CreateML Recommender Training Error: Item IDs in the recommender model must be numbered 0, 1, ..., num_items - 1

I'm using CreateML to generate a Recommender model using an implicit dataset of the format: User ID, Item ID. The data is loaded into CreateML as a CSV with about 400k rows.

When attempting to 'Train' the model, I receive the following error:

Training Error: Item IDs in the recommender model must be numbered 0, 1, ..., num_items - 1

My dataset is in the following format:


I've tried modifying both Item ID and User ID to enumerated IDs, but I still receive the training error. Example:


I receive this error both within the CreateML UI and when using CreateML within a Swift playground. I've also tried removing duplicates and verified that the maximum ID for each column is (num_items - 1).

I've searched for documentation on what the exact requirement is for the set of IDs with no luck.

Thank you in advance for any helping clarifying this error message.


  • I was able to discuss this issue with Apple's CoreML developers during WWDC2020. They described this as a known bug which will be fixed with the upcoming OS (Big Sur). The work-around for this bug is:

    In the CSV dataset, create records for a single user which interacts with ALL items, and create records for a single item interacted with by ALL users.
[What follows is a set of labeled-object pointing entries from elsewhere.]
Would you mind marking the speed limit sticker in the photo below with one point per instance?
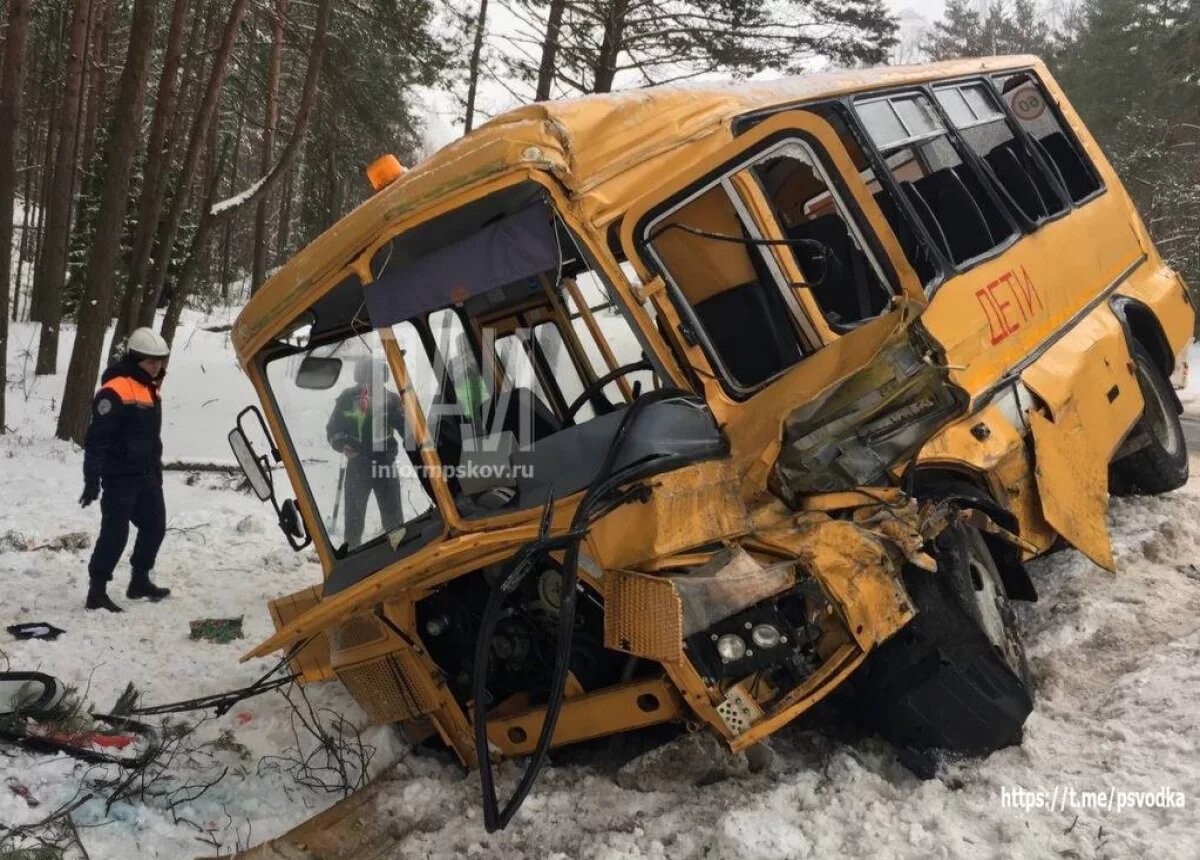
(1027, 103)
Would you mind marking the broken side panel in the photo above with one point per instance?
(871, 419)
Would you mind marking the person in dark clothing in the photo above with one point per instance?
(364, 426)
(123, 456)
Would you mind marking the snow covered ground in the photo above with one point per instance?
(1116, 662)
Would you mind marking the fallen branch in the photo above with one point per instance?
(199, 465)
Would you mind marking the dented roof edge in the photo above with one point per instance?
(600, 148)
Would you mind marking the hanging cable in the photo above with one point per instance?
(595, 503)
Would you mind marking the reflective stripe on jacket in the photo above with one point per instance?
(124, 437)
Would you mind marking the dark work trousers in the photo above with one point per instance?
(360, 483)
(129, 499)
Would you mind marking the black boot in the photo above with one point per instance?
(142, 587)
(99, 599)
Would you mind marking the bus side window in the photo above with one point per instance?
(959, 210)
(841, 274)
(1032, 107)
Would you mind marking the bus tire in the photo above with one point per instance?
(955, 678)
(1162, 463)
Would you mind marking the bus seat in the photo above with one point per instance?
(747, 335)
(1079, 181)
(963, 223)
(1017, 181)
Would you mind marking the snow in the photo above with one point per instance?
(1116, 660)
(237, 199)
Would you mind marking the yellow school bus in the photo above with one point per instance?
(693, 406)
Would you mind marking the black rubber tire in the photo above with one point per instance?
(1162, 464)
(941, 683)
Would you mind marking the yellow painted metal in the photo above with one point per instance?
(814, 689)
(312, 661)
(857, 569)
(1087, 383)
(642, 615)
(600, 160)
(689, 507)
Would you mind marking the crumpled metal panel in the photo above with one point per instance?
(873, 419)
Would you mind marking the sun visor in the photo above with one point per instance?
(513, 248)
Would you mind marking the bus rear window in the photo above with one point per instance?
(1033, 109)
(1021, 176)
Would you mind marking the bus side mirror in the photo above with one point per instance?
(251, 464)
(318, 373)
(289, 519)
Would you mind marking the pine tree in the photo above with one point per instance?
(12, 78)
(958, 34)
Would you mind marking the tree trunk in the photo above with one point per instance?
(154, 185)
(473, 68)
(550, 49)
(281, 235)
(299, 127)
(234, 178)
(53, 268)
(12, 79)
(610, 47)
(271, 114)
(199, 134)
(28, 235)
(46, 175)
(95, 310)
(192, 264)
(97, 80)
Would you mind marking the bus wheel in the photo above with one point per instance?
(955, 678)
(1162, 463)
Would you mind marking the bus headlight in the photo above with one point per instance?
(731, 647)
(766, 636)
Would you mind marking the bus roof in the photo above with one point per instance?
(604, 149)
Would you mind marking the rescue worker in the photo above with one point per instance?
(369, 440)
(123, 457)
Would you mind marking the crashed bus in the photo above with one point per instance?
(693, 406)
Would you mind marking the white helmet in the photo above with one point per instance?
(148, 343)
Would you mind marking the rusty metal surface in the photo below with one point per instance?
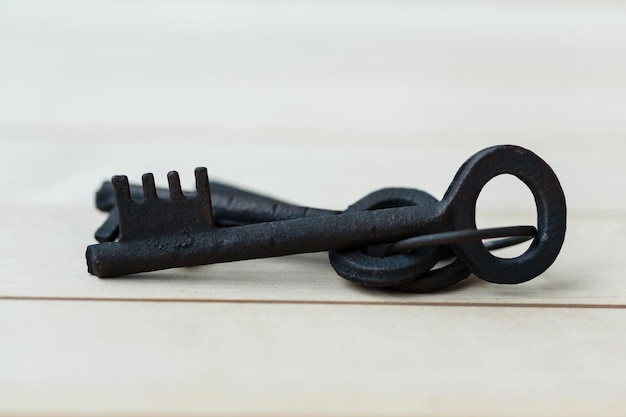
(390, 238)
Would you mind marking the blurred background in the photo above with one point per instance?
(390, 92)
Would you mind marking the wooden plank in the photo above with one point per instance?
(77, 358)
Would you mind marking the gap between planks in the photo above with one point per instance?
(320, 302)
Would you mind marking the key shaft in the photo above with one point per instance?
(262, 240)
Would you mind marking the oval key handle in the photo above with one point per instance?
(459, 203)
(457, 212)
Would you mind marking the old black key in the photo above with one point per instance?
(159, 234)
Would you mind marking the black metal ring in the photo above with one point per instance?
(357, 266)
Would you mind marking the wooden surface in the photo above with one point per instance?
(318, 103)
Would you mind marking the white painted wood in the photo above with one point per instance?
(77, 358)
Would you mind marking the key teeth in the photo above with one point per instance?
(149, 188)
(202, 182)
(176, 192)
(121, 189)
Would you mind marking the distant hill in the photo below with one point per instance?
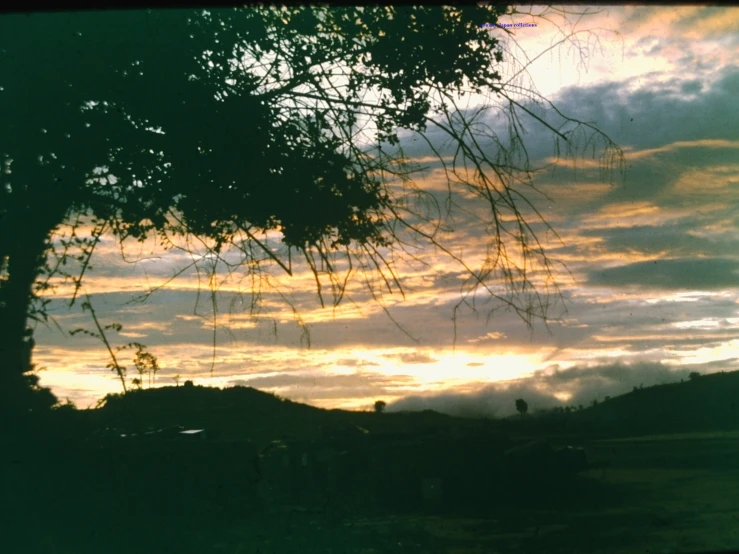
(707, 402)
(238, 413)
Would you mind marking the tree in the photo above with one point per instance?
(226, 124)
(521, 406)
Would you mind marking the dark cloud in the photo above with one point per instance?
(670, 240)
(685, 274)
(584, 383)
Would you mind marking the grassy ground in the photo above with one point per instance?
(656, 495)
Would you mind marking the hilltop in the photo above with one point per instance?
(704, 403)
(245, 413)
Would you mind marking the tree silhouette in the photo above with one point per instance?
(225, 124)
(521, 406)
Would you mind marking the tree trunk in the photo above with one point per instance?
(26, 256)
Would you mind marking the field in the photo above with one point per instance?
(669, 492)
(659, 494)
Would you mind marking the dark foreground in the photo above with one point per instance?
(656, 494)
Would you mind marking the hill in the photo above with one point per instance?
(705, 403)
(245, 413)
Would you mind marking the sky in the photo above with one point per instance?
(651, 293)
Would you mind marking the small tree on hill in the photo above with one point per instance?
(521, 406)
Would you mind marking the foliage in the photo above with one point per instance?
(521, 406)
(225, 125)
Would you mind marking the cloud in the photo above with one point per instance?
(412, 358)
(578, 385)
(686, 274)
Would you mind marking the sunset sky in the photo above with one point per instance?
(653, 252)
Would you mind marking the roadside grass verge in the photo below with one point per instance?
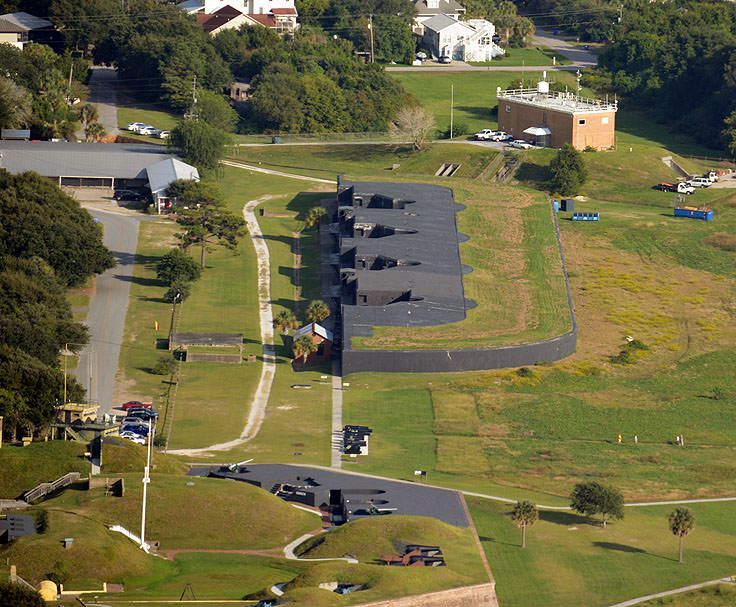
(327, 161)
(720, 595)
(475, 93)
(516, 280)
(532, 56)
(570, 561)
(25, 467)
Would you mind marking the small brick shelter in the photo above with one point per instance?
(555, 118)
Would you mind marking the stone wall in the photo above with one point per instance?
(481, 595)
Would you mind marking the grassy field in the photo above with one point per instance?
(569, 561)
(719, 595)
(378, 160)
(532, 56)
(475, 93)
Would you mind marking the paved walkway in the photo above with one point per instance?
(263, 391)
(336, 446)
(649, 597)
(250, 167)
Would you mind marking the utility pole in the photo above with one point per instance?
(173, 310)
(370, 29)
(452, 106)
(146, 480)
(69, 86)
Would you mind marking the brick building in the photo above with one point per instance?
(552, 119)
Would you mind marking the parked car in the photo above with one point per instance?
(521, 144)
(138, 429)
(127, 195)
(484, 135)
(135, 403)
(680, 188)
(699, 182)
(144, 414)
(501, 136)
(132, 436)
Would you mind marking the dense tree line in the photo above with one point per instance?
(311, 83)
(47, 243)
(35, 91)
(677, 59)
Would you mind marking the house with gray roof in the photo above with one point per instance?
(101, 165)
(19, 28)
(426, 9)
(470, 40)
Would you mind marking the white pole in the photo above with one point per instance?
(452, 106)
(146, 480)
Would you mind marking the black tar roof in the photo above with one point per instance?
(407, 498)
(425, 238)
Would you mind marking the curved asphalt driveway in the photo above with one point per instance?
(107, 309)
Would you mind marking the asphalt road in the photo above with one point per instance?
(107, 309)
(103, 93)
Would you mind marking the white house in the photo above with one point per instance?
(426, 9)
(160, 176)
(470, 40)
(218, 15)
(19, 28)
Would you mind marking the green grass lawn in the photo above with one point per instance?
(531, 56)
(569, 561)
(326, 162)
(719, 595)
(475, 93)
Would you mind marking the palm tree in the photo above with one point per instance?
(284, 321)
(317, 310)
(314, 217)
(88, 114)
(303, 346)
(95, 131)
(524, 513)
(682, 522)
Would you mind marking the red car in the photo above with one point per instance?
(135, 403)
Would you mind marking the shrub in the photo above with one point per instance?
(164, 366)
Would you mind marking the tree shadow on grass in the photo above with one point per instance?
(563, 518)
(533, 173)
(630, 549)
(484, 538)
(478, 112)
(619, 547)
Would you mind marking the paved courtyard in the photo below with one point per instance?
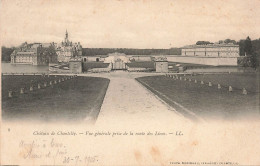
(127, 102)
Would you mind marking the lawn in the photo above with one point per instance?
(71, 100)
(208, 102)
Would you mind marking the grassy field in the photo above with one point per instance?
(208, 102)
(71, 100)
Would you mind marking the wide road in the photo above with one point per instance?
(127, 102)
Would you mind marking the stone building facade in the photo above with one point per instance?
(67, 50)
(35, 54)
(211, 50)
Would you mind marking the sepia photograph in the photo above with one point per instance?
(111, 82)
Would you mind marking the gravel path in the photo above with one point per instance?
(127, 102)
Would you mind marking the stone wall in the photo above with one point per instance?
(214, 61)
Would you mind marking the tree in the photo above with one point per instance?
(6, 52)
(248, 46)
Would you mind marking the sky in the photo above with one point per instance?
(129, 23)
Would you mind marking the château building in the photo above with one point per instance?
(67, 50)
(35, 54)
(211, 50)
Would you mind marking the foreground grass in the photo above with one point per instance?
(204, 101)
(71, 100)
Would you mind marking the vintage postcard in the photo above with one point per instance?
(111, 82)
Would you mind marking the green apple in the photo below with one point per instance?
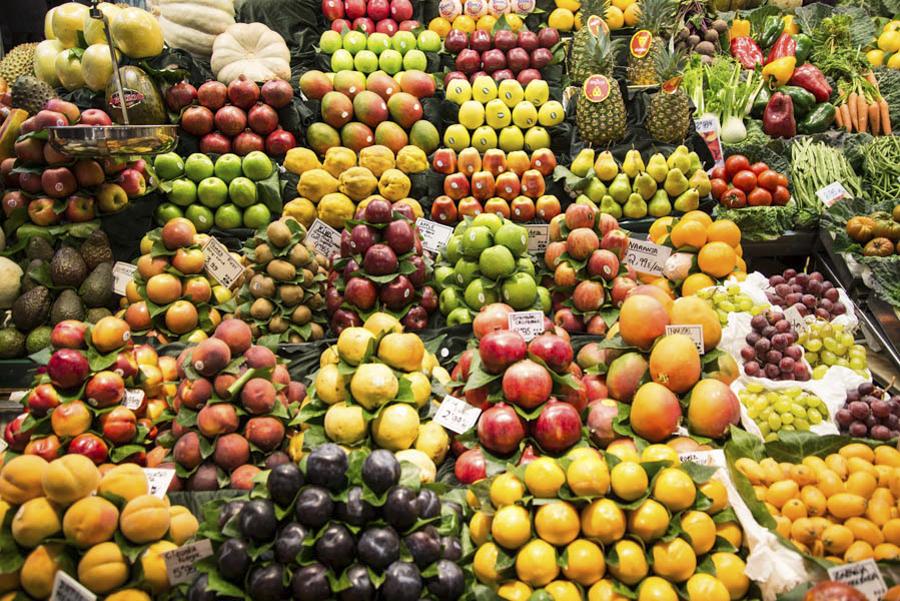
(212, 192)
(228, 217)
(242, 192)
(228, 167)
(257, 216)
(184, 192)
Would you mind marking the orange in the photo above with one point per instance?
(716, 259)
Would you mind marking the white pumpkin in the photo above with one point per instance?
(193, 25)
(252, 50)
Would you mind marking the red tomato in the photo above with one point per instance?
(734, 199)
(759, 198)
(745, 180)
(781, 196)
(735, 163)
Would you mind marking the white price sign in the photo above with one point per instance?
(181, 562)
(122, 274)
(434, 235)
(457, 415)
(864, 576)
(220, 264)
(527, 323)
(325, 239)
(647, 257)
(694, 332)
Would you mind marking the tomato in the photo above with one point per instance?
(735, 163)
(734, 199)
(780, 196)
(759, 197)
(745, 180)
(759, 167)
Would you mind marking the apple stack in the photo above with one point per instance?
(588, 279)
(233, 405)
(241, 117)
(510, 185)
(381, 268)
(284, 295)
(485, 261)
(228, 193)
(169, 292)
(49, 187)
(100, 396)
(373, 388)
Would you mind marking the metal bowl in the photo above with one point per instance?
(107, 140)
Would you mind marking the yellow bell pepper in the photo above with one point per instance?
(780, 69)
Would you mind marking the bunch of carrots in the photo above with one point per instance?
(861, 108)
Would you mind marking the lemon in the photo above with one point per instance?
(629, 480)
(585, 564)
(511, 526)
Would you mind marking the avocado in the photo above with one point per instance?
(31, 309)
(96, 290)
(67, 268)
(67, 306)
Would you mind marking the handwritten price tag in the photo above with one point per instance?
(647, 257)
(181, 562)
(457, 415)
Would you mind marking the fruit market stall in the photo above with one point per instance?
(460, 300)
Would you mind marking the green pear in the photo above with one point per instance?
(635, 208)
(676, 183)
(583, 162)
(659, 205)
(620, 188)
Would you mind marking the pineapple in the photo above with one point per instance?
(668, 115)
(657, 16)
(600, 123)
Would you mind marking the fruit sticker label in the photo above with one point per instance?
(647, 257)
(181, 562)
(158, 480)
(596, 88)
(694, 332)
(122, 274)
(527, 323)
(864, 576)
(538, 236)
(457, 415)
(434, 235)
(325, 239)
(66, 588)
(220, 264)
(640, 43)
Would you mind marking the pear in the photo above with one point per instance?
(644, 185)
(676, 183)
(657, 167)
(635, 207)
(606, 167)
(688, 200)
(620, 188)
(633, 164)
(583, 162)
(610, 207)
(659, 205)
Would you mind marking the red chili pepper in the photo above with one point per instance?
(746, 51)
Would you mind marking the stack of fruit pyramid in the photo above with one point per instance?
(104, 530)
(486, 261)
(100, 396)
(381, 268)
(373, 389)
(169, 292)
(547, 521)
(284, 296)
(232, 406)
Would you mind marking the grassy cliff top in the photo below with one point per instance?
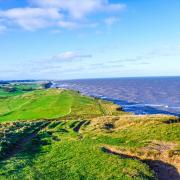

    Using pandas in python, I essentially implemented the following:

    # Find the unique item ids
    item_ids = ratings_df.item_id.unique()
    # Find the unique user ids
    user_ids = ratings_df.user_id.unique()
    # Create a 'dummy user' which interacts with all items
    mock_item_interactions_df = pd.DataFrame({'item_id': item_ids, 'user_id': 'mock-user'})
    ratings_with_mocks_df = ratings_df.append(mock_item_interactions_df)
    # Create a 'dummy item' which interacts with all users
    mock_item_interactions_df = pd.DataFrame({'item_id': 'mock-item', 'user_id': user_ids})
    ratings_with_mocks_df = ratings_with_mocks_df.append(mock_item_interactions_df)
    # Export the CSV
    ratings_with_mocks_df.to_csv('data/ratings-w-mocks.csv', quoting=csv.QUOTE_NONNUMERIC, index=True)

    Using this CSV, I successfully generated a CoreML model using CreateML.